Nesta sequência, cumpre dizê-lo, também nenhuma prova foi feita de que o Arguido, presencial ou telefonicamente que fosse, ameace a ofendida de morte, mormente dizendo-lhe “tu estragas-me a vida, mas eu mato-te”. Sublinhamos uma vez mais: a única prova em sentido concordante são as declarações da própria ofendida [impregnado das contradições e perplexidades que, a propósito de cada matéria, fomos dando conta], conquanto o Arguido negue a prática dos factos e nenhuma das testemunhas inquiridas estivesse em posição de afirmá-lo – nem mesmo a prima da Assistente, D... , a qual, neste particular, se limitou a reproduzir o que ouviu dizer da própria, cumprindo-nos acrescentar que do depoimento da testemunha em apreço sequer se logrou extrair, com alguma – pouca que fosse – precisão os factos que, temos por seguro, terá presenciado [pelo menos parcialmente], quanto mais aqueles em que o seu conhecimento não é directo [nem nos convenceu a testemunha que o fosse].

Finalmente, no que concerne aos SMS´s enviados pelo Arguido à Assistente nos dias 04, 08 e 24 de Agosto de 2013, temo-los por comprovados face à conjugação das declarações do Arguido com o teor de fls. 161 e 235 dos autos.

Soçobra a factualidade relativa aos elementos volitivos dos tipos de crime pelos quais o Arguido vem acusado.

Resulta comprovado, face à confissão efectuada pelo Arguido em audiência de discussão e julgamento em conjugação com as declarações, nesta parte, concordantes da Assistente e do depoimento da testemunha C... , que com o comportamento descrito nos pontos de facto 1 a 3 da rubrica “Factos provados” o Arguido agiu com o propósito de maltratar o corpo e a saúde da ofendida, o que conseguiu, provocando-lhe dores e as lesões que melhor se acham descritas nos pontos de facto 4 a 6 de idêntica rubrica.

No que diz respeito ao episódio descrito nos pontos de facto 7 a 9 da rubrica “factos provados”, não tem este Tribunal idêntica convicção. Na verdade, o que resultou da prova produzida [cfr. fundamentação supra], foi que o Arguido actuou do modo que aí se deixou plasmado, por forma a obstar que a aqui Assistente persistisse no acto de direcionar o volante do veículo. Note-se que nesse momento o veículo automóvel encontrava-se em circulação [segundo a Assistente, até, em alta velocidade]. Ora, nesse contexto, resulta do relato dos factos, em benefício do arguido, que a conduta do mesmo destinou-se, em primeira linha, a repelir a acção da aqui Assistente e recuperar o controlo do veículo automóvel, sem prejuízo de ao fazê-lo saber o Arguido que necessariamente causaria ofensa ao corpo e à saúde da ofendida – como causou [cfr. pontos de facto 10 a 13].

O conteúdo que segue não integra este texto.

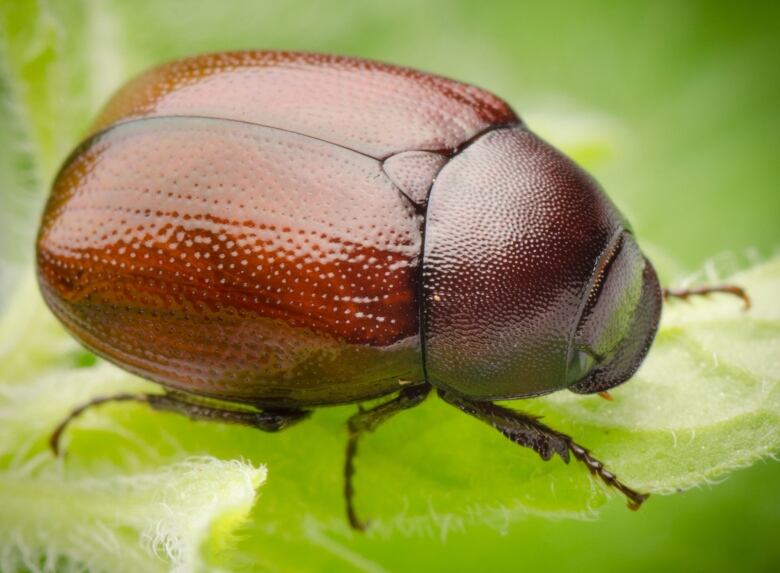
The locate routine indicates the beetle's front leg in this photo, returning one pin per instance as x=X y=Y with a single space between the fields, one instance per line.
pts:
x=528 y=431
x=195 y=408
x=367 y=421
x=684 y=294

No que diz respeito à factualidade inscrita no ponto de facto 14 da rubrica “Factos provados”, não se nos afigura, compulsado o teor dos transcritos SMS, que o Arguido agisse com outra intenção que não a de ofender a honra e consideração da Assistente [factualidade que nos parece inútil introduzir na fixação da matéria de factos, conquanto – como já em outro momento se deixou sublinhado – inexiste qualquer acusação particular pelo crime de injúria, pese embora a agora Assistente tenha sido notificada para o fazer]. Parece-nos, efectivamente, que os factos, quer de per si, quer no contexto relacional dos intervenientes, não alcançam a dimensão imputada pela acusação pública de perturbar a paz e a tranquilidade e/ou sossego da aqui Assistente, com a dignidade penal que o preceito legal pretende acautelar.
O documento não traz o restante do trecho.